Chart of the Week: User Engagement – Pokémon GO vs. Super Mario Run
Verto Analytics compared user behavior and engagement data for Pokémon GO and Super Mario Run during each game’s first 5 days on the market (among U.S.adults, ages 18 and above). For Pokémon GO, this data encompasses July 6-10, while for Super Mario Go, the data encompasses December 15-20.
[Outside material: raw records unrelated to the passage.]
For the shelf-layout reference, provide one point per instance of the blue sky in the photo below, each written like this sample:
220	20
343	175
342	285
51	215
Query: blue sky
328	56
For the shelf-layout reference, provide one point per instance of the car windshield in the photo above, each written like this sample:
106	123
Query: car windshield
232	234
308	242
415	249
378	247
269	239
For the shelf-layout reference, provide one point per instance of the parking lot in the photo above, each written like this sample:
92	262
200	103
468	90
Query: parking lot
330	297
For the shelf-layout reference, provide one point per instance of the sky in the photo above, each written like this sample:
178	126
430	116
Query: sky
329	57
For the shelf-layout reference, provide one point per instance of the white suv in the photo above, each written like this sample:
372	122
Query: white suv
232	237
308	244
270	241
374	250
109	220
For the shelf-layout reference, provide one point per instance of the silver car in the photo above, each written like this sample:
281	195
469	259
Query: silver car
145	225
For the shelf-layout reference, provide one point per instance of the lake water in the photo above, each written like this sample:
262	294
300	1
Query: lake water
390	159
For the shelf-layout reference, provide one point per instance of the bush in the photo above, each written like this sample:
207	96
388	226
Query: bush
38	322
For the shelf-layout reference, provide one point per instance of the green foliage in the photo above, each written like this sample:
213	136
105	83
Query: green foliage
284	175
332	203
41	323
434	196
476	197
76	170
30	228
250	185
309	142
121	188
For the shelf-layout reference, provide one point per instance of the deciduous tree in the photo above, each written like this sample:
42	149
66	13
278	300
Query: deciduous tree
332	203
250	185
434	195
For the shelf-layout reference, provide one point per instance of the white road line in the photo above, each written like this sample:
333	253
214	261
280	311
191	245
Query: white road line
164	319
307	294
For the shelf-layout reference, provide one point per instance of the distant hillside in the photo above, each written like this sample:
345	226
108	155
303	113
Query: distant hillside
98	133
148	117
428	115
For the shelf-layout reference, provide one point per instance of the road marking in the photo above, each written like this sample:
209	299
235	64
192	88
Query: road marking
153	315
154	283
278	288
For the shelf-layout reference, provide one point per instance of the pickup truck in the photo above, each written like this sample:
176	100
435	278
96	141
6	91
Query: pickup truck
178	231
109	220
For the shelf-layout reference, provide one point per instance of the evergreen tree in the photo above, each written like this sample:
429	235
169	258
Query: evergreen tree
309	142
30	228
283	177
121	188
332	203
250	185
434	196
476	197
Has Super Mario Run Already Peaked?
While both games have a 20% stickiness rating (Verto’s method of comparing daily users to monthly users to quantify the most engaged users; both games’ stickiness ratings were calculated based on an initial 5-day average), Verto data shows that users developed a Pokémon GO habit far faster than Super Mario Run users – and this trend seems likely to increase even further. The number of daily sessions per user as well as the average amount of time that each user spent playing Pokémon GO was far higher than the equivalent metrics for Super Mario Run during each game’s first five days on the market. And while Pokémon GO users quickly increased the number of sessions and the amount of time they spent per day playing the game (rising quickly from eleven minutes per day spent across five sessions to an 78 minutes per day spent across a whopping 25 sessions), Super Mario Run experienced far more modest gains: Verto data shows that user engagement appears to have peaked on the third day after the game was released, with users spending just 27 minutes per day playing the game. By day 5 after release, user engagement with Super Mario Run already seems to be plateauing or even already in decline.
So is Super Marion Run a flop? The game is barely two weeks old and its release has been confined to iOS devices only, so it’s still too early to call this one. But as Nintendo plans for its next batch of mobile games and the debut of its latest console, the pressure is on for the company to repeat the breakaway success of Pokémon GO. If Super Mario Run – spearheaded by one of the game industry’s most iconic characters – can’t continue to capture consumer attention after a mere five days on the market, Nintendo may need to shift gears.